ELAC was placed under an unofficial lockdown last week when the Monterey Park Police Department and the Los Angeles County Sheriff’s Department responded to a rumor of an active shooter on campus.

Faculty’s main concern was the lack of communication during last week’s threat.

There wasn’t a message sent out to students or faculty to inform them on the situation. However a message was sent out telling people that the situation was resolved. “We had no idea what was happening,” Adjunct Representative Randy Adsit said.

Classes in the C2 complex were told to remain inside and lock the doors until the search was over while other students were turned away and told that classes were canceled.

Teachers continued with their classes unaware of what was happening. Janitors were informed through their radios. Faculty suggested to Martinez using similar  equipment to communicate in future emergency situations.

The senate agreed with the Fire Technology Program Coordinator Jason Hosea’s proposal to develop an emergency response plan that everyone is aware of.

He suggested appointing a disaster preparedness coordinator with experience and developing an emergency response team. “We don’t have to reinvent the wheel. There are schools with robust programs we could use as examples. We have emergency response experts on campus,” Hosea said.

He also suggested periodic training for faculty and staff. He pointed out the advantage of having emergency response experts such as himself and the Los Angeles County Sheriff’s Department on campus to help     develop such a plan.

“It’s not just active shooters. We need a plan for fires and earthquakes,” Hosea said.

Senators also mention the South Gate Educational Center’s lack of loud speakers around campus. Martinez said that if an accident were to happen at the South Gate campus, the agreement is for South Gate Police Department to take care of everything.

“The information they (police) received was vague,” Martinez said. “We are taking precautions. I didn’t send out an alert to avoid spreading panic.”

Students and professors called Martinez’s decision to not place the school on lockdown irresponsible and dangerous.

A large number of students were unaware of the potential danger and continued to walk around campus.

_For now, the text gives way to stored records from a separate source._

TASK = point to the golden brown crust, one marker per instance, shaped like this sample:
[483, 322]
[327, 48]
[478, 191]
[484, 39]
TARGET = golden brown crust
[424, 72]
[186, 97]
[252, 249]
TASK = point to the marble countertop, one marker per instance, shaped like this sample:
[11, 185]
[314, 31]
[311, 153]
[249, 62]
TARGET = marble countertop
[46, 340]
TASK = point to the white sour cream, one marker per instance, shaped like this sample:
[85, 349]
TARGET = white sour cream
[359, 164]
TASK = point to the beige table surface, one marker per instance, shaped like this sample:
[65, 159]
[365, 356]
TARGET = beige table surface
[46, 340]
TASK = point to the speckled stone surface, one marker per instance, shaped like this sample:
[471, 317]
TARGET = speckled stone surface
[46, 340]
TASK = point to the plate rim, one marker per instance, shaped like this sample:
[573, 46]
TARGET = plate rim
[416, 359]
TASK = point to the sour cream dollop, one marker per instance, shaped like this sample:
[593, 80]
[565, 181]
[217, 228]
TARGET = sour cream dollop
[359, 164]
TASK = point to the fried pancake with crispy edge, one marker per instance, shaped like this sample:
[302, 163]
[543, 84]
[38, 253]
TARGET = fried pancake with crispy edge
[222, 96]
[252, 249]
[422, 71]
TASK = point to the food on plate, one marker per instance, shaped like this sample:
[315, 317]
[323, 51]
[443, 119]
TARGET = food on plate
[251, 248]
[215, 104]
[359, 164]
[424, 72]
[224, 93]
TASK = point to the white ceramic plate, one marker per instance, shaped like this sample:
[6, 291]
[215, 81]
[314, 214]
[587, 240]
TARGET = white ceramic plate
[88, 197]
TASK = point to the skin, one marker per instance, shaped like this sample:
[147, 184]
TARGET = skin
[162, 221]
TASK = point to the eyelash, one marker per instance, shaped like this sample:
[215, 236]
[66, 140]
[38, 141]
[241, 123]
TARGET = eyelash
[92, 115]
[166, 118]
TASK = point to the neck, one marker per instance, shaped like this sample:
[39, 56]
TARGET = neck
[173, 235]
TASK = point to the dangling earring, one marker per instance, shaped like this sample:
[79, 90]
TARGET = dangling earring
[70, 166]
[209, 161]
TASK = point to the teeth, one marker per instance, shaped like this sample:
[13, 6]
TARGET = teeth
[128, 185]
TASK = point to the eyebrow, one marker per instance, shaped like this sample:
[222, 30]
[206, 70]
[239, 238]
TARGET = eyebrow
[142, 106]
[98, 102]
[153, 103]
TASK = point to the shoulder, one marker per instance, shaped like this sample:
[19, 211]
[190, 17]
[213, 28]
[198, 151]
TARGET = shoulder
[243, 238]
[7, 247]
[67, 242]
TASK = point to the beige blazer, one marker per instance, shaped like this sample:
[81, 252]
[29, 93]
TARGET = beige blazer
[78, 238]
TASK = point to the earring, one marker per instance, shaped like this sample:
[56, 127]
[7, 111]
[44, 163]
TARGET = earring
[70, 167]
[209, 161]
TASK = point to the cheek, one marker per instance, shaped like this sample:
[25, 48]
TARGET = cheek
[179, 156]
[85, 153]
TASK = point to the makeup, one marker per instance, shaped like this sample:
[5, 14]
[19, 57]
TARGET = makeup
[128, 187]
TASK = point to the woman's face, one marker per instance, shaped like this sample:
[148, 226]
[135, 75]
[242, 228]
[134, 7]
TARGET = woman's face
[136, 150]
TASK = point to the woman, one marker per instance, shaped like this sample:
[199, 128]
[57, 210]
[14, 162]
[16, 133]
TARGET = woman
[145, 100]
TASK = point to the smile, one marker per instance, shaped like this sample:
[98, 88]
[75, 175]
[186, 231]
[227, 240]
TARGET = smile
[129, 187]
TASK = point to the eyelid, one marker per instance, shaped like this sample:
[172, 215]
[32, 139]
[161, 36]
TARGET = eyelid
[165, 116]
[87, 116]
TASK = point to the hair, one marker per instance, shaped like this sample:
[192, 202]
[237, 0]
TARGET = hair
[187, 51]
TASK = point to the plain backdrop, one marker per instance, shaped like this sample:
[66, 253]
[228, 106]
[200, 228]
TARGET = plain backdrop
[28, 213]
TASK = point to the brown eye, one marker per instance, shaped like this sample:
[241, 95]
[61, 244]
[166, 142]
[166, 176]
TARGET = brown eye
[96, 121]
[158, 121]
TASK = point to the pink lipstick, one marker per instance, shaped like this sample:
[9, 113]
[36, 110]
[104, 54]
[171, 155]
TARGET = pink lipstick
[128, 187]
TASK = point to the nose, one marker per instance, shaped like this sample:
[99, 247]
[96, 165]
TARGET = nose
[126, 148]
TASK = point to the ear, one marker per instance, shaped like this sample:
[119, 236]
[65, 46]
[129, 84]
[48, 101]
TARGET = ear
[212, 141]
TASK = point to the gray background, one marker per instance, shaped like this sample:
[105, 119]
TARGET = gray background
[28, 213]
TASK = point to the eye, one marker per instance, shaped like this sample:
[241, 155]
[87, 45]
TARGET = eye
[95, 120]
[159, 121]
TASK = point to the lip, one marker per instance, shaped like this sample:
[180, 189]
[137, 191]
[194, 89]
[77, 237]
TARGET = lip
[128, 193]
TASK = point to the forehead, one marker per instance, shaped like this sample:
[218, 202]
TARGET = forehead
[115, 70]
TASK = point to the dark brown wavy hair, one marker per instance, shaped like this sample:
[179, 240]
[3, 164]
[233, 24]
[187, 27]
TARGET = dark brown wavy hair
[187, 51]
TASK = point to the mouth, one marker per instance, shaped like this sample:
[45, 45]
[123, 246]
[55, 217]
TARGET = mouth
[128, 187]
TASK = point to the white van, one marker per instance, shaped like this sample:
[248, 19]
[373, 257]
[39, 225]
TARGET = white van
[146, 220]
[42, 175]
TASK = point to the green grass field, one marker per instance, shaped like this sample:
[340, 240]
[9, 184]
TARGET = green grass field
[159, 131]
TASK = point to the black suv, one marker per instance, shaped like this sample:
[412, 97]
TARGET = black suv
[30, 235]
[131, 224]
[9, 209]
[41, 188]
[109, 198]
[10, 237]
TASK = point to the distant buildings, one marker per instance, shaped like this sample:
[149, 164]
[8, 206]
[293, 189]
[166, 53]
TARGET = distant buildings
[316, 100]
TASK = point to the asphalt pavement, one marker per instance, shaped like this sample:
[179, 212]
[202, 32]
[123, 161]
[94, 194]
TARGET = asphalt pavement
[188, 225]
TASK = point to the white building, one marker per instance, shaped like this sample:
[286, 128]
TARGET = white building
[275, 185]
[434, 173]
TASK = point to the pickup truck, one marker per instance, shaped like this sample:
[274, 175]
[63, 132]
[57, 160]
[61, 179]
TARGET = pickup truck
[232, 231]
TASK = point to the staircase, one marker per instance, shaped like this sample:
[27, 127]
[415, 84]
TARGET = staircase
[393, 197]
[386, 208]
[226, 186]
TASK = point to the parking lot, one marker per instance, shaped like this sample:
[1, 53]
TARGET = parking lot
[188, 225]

“We tried to go back on campus, but they (deputies) weren’t letting anyone in. They stopped us to see who we were,” student Jose Velazco said. Velazco was by the south gym with a group of friends.

According to President Martinez, the Monterey Park Police made the decision to tell students to leave campus without informing him.

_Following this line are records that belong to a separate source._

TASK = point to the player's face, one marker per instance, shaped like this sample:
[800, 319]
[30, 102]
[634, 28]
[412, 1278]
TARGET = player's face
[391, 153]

Professors such as Political Science Professor Jerry Hernandez suggested changing the college’s policy in response to the incident. This change would mean that an immediate lockdown would be issued if campus personnel observe weapons drawn on campus. Martinez was questioned on the effectiveness of the school’s emergency alert systems.

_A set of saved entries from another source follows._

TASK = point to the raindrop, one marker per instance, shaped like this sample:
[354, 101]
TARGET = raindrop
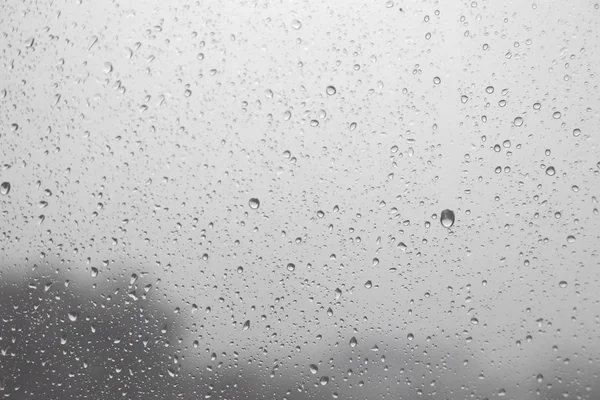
[5, 188]
[447, 218]
[254, 203]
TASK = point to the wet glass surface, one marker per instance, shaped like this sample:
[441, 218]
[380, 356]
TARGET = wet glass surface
[294, 200]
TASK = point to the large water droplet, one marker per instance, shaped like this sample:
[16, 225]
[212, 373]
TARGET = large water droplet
[4, 188]
[254, 203]
[447, 218]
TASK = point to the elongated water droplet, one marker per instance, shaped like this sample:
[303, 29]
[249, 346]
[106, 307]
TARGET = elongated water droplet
[4, 188]
[447, 218]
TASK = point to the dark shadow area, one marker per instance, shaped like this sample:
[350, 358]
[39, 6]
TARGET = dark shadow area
[121, 338]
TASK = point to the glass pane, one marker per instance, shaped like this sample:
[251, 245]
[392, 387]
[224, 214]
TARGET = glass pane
[294, 200]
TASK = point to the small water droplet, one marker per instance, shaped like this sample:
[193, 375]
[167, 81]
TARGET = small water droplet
[296, 24]
[254, 203]
[447, 218]
[5, 188]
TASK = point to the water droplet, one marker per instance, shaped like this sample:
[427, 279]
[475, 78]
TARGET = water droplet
[296, 24]
[5, 188]
[447, 218]
[107, 68]
[254, 203]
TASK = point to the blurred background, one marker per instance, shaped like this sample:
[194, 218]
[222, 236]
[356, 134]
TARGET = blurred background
[303, 199]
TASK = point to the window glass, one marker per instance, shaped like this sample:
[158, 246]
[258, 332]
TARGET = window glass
[299, 199]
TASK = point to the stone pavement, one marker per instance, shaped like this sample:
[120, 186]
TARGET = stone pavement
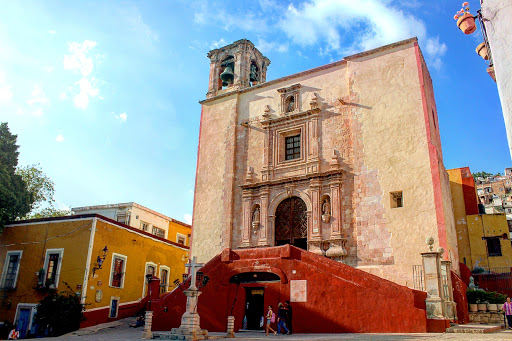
[120, 331]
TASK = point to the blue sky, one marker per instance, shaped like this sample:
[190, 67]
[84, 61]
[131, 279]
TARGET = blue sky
[104, 94]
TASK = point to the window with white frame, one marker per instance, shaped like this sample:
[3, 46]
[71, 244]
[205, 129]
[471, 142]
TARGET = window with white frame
[164, 278]
[117, 270]
[181, 238]
[11, 269]
[114, 307]
[52, 266]
[144, 226]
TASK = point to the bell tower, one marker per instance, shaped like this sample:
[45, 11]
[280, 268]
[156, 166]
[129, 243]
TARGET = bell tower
[236, 66]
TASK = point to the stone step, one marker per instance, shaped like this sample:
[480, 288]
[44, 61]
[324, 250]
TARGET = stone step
[475, 328]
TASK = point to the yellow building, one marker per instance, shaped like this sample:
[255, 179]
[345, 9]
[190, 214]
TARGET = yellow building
[103, 260]
[142, 218]
[483, 239]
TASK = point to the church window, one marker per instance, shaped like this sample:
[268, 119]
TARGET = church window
[397, 199]
[292, 147]
[494, 247]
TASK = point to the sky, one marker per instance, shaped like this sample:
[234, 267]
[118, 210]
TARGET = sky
[103, 95]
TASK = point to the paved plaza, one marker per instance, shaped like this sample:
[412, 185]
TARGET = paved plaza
[119, 330]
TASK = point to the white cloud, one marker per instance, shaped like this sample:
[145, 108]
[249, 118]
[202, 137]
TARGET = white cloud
[86, 92]
[5, 93]
[266, 46]
[216, 44]
[373, 22]
[79, 60]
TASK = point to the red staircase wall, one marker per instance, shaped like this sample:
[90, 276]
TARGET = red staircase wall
[340, 298]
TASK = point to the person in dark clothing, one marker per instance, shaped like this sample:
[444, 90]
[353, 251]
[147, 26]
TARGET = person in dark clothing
[281, 319]
[288, 308]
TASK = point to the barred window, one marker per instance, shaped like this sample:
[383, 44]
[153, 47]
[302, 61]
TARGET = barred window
[292, 147]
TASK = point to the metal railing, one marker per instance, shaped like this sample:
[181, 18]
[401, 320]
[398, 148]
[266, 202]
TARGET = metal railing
[417, 276]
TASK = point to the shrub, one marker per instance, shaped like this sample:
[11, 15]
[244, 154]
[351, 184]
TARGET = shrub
[60, 312]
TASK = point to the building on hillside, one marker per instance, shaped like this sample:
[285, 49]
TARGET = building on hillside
[103, 260]
[142, 218]
[483, 239]
[344, 161]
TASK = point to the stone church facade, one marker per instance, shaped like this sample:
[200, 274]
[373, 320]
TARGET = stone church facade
[343, 160]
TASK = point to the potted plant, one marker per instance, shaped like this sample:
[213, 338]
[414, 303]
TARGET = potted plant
[481, 50]
[496, 300]
[465, 20]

Martinez said more buildings  will soon have speakers and faculty will have their own key to lock the doors in case of a lockdown.

Hernandez brought up a similar incident that occurred during the summer when administration failed to enforce a lockdown. “Six months have passed since the summer when we had the false alarm, and in all that time we haven’t gotten any closer to the speaker problems,” Hernandez said.

Martinez assured that in future emergencies he will instantly place ELAC on lockdown to secure the safety of its students and faculty.